Abstract

ABSTRACT This study provides an empirical analysis of the challenges that cruise ports in Europe were facing before the outbreak of the COVID-19 pandemic. COVID-19 triggered an unprecedented global health and economic crisis with severe, and potentially structural, consequences for the cruise world. In this context, knowledge of the key challenges that cruise ports need to address builds capacities for conceptualising, but also better responding, in the post-COVID-19 conditions to both pre-existing challenges and the ones produced by the pandemic. The study examines the former group of challenges. It does so analysing a survey answered by 155 cruise ports in 34 countries in the two European markets (North Europe and the Med) just before the pandemic outbreak. The survey identifies the significance of different types of challenges (operational, strategic, societal, environmental), and the hierarchy of challenges referring to the relationships between ports and cruise lines.
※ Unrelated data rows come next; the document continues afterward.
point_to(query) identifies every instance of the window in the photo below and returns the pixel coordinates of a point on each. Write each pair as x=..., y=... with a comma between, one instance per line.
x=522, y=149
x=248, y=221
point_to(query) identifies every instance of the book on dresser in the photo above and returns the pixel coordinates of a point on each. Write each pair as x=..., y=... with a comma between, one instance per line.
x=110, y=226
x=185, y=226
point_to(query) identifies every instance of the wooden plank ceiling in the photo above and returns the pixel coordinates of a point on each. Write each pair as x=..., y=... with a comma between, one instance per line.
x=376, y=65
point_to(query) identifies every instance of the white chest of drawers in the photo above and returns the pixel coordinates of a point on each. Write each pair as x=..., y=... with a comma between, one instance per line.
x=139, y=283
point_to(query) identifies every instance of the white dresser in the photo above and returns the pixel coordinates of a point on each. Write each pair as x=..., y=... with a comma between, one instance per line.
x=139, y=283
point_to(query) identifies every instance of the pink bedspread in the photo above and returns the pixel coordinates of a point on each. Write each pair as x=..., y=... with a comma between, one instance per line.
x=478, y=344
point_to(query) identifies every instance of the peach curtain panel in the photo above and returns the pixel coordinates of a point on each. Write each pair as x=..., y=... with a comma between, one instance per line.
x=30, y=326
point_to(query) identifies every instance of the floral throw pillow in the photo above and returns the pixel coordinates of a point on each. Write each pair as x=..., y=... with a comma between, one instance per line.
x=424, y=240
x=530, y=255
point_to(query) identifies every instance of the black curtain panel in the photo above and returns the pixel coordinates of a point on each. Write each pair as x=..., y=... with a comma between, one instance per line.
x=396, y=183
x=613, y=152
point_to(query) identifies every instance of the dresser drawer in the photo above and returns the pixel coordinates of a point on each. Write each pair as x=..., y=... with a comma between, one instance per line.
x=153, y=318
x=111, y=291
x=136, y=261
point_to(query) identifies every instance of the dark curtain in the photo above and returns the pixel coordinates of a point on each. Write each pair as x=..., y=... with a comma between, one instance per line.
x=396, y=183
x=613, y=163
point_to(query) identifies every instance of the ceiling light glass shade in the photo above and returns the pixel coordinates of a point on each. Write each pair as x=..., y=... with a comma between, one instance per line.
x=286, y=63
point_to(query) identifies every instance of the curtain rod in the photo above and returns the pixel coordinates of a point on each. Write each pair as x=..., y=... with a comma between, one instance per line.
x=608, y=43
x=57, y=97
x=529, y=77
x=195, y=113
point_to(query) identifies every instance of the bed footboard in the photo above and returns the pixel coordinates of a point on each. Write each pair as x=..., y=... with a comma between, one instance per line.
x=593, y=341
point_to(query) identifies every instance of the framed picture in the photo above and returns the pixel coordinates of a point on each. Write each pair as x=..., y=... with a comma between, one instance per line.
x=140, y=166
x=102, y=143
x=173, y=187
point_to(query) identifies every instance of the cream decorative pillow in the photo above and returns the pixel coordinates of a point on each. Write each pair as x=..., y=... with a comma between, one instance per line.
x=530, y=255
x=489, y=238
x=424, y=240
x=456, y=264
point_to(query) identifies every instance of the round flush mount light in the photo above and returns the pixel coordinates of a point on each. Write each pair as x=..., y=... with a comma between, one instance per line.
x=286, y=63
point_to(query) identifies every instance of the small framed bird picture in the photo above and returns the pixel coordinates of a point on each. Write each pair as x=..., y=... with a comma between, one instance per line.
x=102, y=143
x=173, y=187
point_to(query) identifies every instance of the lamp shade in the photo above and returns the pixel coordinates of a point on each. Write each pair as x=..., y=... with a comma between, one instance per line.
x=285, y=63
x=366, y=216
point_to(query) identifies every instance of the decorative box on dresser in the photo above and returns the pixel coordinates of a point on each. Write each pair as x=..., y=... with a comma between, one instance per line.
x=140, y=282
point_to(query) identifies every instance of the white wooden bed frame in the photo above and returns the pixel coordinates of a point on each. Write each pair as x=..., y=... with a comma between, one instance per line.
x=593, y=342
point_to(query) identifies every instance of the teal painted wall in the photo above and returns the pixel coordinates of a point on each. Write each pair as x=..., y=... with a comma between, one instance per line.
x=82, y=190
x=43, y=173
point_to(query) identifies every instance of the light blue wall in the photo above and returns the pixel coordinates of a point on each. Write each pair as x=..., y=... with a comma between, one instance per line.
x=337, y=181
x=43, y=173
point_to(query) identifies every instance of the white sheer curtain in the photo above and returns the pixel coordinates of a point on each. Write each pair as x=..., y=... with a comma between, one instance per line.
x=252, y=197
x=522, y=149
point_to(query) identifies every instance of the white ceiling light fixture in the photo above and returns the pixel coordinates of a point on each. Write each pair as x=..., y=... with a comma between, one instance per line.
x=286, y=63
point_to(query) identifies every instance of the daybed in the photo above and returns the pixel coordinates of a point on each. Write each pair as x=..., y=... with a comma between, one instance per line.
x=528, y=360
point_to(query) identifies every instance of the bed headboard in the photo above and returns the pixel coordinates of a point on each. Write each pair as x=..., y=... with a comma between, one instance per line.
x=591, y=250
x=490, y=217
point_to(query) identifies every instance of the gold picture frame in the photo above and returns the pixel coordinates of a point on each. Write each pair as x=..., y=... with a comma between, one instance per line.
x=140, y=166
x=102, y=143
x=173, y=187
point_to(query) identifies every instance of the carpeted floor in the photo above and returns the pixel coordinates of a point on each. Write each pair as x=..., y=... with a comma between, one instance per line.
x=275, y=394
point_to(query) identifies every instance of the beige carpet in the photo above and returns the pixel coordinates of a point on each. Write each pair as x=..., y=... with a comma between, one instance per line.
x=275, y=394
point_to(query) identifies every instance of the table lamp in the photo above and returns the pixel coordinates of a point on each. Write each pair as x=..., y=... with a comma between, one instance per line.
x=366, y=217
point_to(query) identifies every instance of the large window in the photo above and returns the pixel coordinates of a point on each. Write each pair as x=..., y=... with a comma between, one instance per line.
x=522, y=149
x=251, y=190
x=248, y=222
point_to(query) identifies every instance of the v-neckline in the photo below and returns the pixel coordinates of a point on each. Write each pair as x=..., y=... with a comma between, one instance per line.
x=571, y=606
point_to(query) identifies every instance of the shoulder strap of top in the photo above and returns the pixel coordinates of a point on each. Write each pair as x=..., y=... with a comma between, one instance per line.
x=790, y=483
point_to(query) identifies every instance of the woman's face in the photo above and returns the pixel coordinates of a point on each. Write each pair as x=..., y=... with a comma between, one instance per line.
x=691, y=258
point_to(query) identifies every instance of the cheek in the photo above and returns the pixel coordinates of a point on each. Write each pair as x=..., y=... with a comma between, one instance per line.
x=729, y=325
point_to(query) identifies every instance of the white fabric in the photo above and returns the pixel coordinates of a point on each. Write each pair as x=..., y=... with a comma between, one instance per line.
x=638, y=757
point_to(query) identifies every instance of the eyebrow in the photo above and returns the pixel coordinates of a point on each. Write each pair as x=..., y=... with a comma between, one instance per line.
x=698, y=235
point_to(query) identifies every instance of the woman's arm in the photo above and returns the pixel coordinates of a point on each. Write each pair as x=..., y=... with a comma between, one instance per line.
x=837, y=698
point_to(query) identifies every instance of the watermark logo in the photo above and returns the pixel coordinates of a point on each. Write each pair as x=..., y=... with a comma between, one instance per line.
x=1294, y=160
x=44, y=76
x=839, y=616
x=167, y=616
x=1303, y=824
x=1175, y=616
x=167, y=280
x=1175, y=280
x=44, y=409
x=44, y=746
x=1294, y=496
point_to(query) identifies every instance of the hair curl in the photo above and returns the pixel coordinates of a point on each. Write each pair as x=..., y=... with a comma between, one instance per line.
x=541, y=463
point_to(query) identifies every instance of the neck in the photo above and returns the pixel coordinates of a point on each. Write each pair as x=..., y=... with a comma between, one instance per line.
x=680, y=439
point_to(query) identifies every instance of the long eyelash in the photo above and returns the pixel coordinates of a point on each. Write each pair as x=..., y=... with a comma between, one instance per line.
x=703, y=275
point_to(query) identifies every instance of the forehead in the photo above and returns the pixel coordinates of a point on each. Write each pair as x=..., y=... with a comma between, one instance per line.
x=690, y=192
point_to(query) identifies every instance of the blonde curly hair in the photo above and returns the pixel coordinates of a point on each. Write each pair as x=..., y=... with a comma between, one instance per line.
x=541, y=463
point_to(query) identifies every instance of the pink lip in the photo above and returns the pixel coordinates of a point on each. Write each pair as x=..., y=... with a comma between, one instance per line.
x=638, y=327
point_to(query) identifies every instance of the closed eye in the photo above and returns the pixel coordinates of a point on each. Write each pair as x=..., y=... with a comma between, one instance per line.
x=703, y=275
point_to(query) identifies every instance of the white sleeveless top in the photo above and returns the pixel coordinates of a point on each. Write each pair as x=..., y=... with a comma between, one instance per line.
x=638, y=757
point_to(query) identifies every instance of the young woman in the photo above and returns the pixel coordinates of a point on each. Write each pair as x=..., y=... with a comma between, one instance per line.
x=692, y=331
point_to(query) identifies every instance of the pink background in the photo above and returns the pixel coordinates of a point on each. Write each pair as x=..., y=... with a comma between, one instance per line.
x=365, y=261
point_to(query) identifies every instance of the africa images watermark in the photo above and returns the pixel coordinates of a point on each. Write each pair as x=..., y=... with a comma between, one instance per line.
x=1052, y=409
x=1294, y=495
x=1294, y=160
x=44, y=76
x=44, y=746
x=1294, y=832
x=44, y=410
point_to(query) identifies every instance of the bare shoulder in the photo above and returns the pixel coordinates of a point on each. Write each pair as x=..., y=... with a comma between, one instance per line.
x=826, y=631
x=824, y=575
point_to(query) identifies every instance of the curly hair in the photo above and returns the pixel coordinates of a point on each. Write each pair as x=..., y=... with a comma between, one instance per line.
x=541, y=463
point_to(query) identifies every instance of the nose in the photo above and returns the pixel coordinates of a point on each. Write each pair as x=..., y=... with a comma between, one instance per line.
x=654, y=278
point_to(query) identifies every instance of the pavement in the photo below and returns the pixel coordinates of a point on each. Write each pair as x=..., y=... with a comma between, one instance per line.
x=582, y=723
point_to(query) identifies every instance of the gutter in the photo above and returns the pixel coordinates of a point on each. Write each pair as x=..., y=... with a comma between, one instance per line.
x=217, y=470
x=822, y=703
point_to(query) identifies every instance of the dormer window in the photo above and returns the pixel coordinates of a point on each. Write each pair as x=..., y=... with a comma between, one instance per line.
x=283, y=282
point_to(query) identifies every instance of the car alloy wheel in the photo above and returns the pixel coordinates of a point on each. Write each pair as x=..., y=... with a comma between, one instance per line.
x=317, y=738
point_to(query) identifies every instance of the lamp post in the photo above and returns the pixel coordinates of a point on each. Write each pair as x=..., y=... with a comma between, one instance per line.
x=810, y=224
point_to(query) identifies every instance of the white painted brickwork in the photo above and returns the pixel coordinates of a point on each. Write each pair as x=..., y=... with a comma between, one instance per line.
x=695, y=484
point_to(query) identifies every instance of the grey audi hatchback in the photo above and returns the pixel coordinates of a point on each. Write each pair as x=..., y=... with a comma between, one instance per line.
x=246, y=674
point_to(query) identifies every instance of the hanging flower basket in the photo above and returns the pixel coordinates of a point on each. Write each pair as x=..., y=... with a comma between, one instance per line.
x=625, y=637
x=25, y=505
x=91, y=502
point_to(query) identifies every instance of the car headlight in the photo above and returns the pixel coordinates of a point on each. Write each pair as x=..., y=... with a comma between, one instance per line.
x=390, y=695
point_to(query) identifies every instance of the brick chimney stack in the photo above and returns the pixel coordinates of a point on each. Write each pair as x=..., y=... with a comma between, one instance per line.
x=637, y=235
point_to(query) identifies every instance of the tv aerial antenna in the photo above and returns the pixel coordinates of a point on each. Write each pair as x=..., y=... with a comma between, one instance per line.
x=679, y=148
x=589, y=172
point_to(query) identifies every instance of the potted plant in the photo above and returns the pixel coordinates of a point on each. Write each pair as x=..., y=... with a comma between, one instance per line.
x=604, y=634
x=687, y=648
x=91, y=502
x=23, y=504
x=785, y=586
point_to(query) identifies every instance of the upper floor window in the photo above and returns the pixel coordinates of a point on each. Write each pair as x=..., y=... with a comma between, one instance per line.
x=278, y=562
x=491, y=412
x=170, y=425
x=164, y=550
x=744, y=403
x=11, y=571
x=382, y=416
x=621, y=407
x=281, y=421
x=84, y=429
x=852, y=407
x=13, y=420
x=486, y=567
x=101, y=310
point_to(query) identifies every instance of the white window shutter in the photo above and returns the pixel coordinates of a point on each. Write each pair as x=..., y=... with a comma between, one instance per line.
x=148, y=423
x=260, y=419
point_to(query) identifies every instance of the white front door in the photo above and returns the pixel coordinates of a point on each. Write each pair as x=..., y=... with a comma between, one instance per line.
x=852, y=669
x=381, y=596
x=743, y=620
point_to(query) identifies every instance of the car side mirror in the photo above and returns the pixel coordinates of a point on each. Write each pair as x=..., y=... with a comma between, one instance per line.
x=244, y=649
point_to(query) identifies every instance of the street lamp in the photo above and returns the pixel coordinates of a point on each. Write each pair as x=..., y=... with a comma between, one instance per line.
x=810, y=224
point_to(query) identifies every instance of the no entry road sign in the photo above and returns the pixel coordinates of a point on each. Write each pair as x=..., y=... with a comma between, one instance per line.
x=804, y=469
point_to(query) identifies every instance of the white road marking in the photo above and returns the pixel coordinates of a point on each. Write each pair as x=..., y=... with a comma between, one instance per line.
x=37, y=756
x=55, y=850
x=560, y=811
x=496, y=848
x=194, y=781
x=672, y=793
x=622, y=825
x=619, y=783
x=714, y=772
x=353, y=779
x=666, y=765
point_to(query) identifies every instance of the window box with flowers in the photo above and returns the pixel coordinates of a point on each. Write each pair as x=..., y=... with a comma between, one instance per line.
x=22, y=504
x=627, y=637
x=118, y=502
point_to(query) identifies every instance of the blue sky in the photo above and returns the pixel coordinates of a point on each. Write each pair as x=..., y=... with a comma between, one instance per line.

Detailing which issues were (not) shared by the entire cruise port industry, the findings reveal that the pre-pandemic search for sustainable growth of the cruise activities hosted had led to diverging challenges in each of these two cruise markets. They also establish that port governance models do matter when it comes to the variation of the confronted challenges. These results imply that policy initiatives based on a “one size fits all” approach would provide a rather ineffective helping hand in resolving the major of the identified challenges.